The Problem With Children in Need
It is easy to get cynical about Children in Need, the annual event where the nation’s right hands go on national television to declare to their left hands exactly what they have been doing. However, it would be wrong to be too cynical, generosity is a good thing and the amounts that are raised to support various causes are staggering. That being said, there are legitimate questions that can be raised about the whole process and I’d like to focus in on one of them.
Having worked in the charity sector (albeit, in a very specialised area), I am aware of how difficult it is for charities to get their voice heard and to make a case for their need for support. This is particularly difficult when a behemoth like Children in Need dominates the airwaves for weeks at a time. The thing is, there are lots of great organisations out there doing good stuff, from local organisations supporting vulnerable adults to national groups such as the Lifeboats. All of these organisations are worthy of support, but none of them has access to the massive publicity resources of Children in Need.
I want to encourage people to give to charity, but I think that giving should be done in a thought-through, committed manner. People should give because they believe in a cause, not because a well-groomed TV presenter has sung karaoke for 24 hours (well done Rylan!).
Now I am aware, that Children in Need does raise lots of money that probably wouldn’t otherwise go to charities and I don’t want to knock it too much. However, it is indisputable that, in some ways, it completely distorts the charity market.
What has that got to do with Christian mission?
Well, at the risk of upsetting some people, I think that we see something very similar in the mission world. There are a small number of organisations with massive advertising budgets which dominate the Christian scene.
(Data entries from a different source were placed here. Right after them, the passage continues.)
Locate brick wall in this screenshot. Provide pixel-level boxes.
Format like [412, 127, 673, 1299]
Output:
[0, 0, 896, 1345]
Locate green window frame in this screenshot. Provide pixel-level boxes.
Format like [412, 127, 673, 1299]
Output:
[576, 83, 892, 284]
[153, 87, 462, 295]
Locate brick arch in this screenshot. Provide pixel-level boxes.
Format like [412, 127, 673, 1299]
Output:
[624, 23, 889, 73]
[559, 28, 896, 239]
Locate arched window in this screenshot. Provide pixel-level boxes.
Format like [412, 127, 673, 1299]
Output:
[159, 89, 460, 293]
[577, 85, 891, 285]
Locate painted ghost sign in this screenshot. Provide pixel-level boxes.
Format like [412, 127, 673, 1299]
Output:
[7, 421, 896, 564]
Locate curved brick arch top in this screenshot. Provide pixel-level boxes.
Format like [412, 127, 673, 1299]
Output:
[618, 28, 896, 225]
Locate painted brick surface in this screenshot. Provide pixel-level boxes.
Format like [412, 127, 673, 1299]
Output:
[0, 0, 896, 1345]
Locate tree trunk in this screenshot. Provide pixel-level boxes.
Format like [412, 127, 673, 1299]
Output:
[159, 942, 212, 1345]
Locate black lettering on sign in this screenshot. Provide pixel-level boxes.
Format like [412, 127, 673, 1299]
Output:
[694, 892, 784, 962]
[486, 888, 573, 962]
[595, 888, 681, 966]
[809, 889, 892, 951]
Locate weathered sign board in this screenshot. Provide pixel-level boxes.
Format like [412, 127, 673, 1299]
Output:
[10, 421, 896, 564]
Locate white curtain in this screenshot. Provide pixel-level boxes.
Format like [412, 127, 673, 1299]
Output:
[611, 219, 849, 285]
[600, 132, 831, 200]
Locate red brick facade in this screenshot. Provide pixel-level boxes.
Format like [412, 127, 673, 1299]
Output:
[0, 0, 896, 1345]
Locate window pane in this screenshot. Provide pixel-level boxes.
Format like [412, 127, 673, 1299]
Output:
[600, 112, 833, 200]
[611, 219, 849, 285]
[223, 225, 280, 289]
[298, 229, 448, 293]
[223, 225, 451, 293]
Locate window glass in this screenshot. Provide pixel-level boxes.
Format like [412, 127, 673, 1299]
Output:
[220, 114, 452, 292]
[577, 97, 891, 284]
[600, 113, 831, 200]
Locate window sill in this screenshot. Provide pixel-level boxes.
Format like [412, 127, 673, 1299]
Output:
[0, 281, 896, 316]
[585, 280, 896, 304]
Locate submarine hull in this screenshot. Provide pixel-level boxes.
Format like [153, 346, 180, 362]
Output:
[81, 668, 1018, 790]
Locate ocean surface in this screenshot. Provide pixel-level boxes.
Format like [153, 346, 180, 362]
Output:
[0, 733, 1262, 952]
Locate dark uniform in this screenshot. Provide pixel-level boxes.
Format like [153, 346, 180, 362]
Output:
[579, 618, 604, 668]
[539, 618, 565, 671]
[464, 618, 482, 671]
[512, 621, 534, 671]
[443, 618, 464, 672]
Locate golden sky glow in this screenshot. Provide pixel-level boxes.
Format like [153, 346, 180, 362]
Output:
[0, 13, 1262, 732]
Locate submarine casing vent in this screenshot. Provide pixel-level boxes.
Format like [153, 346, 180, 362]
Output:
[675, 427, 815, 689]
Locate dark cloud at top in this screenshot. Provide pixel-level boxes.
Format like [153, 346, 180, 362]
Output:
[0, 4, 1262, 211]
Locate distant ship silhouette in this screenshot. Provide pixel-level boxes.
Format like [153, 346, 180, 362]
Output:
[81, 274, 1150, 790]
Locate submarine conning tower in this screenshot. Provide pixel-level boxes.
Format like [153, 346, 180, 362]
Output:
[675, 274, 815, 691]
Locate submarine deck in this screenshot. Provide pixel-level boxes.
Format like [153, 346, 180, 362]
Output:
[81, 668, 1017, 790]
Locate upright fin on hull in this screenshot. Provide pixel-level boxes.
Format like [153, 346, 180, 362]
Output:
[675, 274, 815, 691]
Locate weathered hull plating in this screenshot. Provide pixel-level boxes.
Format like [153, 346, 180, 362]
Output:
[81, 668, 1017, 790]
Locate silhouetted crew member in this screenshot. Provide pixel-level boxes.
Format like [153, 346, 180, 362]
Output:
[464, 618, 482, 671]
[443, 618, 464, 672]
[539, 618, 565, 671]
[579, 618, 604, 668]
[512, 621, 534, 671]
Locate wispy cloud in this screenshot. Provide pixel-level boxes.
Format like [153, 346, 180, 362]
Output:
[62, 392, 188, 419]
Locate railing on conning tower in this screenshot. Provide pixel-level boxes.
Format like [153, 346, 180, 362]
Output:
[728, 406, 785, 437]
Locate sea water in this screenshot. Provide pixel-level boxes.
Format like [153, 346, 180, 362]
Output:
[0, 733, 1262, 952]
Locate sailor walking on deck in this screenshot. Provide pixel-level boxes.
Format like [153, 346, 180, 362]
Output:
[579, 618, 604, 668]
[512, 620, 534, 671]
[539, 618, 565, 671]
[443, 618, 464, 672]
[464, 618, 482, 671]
These are the ones whose flyers drop on the floor when you open your latest Christian magazine, who sponsor the urinals at Christian conferences (I kid thee not) and who fly Christian celebrities around the world to film dramatic videos in the same way that Children in Need do. These organisations spend huge amounts of money on publicity and as a result, receive lots of donations, which allows them to spend huge amounts of money…
Now, I’m not criticising these large charities, they are doing what charities do. That’s the way the system works (whether it should work that way, is a question for another day). My concern is rather that a narrative has been created where it seems normal that individuals and churches should commit to giving to these organisations, in the same way that Children in Need dominates the scene in the broader charity sector. I don’t think that Churches should feel obliged to support a particular charity just because everyone else does, or because the charity has its own “Sunday”.
Rather than defaulting to supporting the big names, churches should think through their mission and giving strategy from the ground up; prayerfully asking what it is that God wants them to be involved in and then seeking out organisations that can help them work in those areas. If that’s one of the bigger charities, great and if its one of the smaller ones, that’s fine too. One thing that should not be a factor in defining a church’s mission strategy is which mission agencies spend the most money on publicity.One thing that should not be a factor in defining a church's mission strategy is which mission agencies spend the most money on publicity. Click To Tweet
If you’d like further thoughts on what should shape a church mission strategy, you can find them here.
Once again, in closing, I want to insist that I’m not criticising other charities, including Children in Need, but I am appealing for people to think through how they give, rather than defaulting to one or two very public options.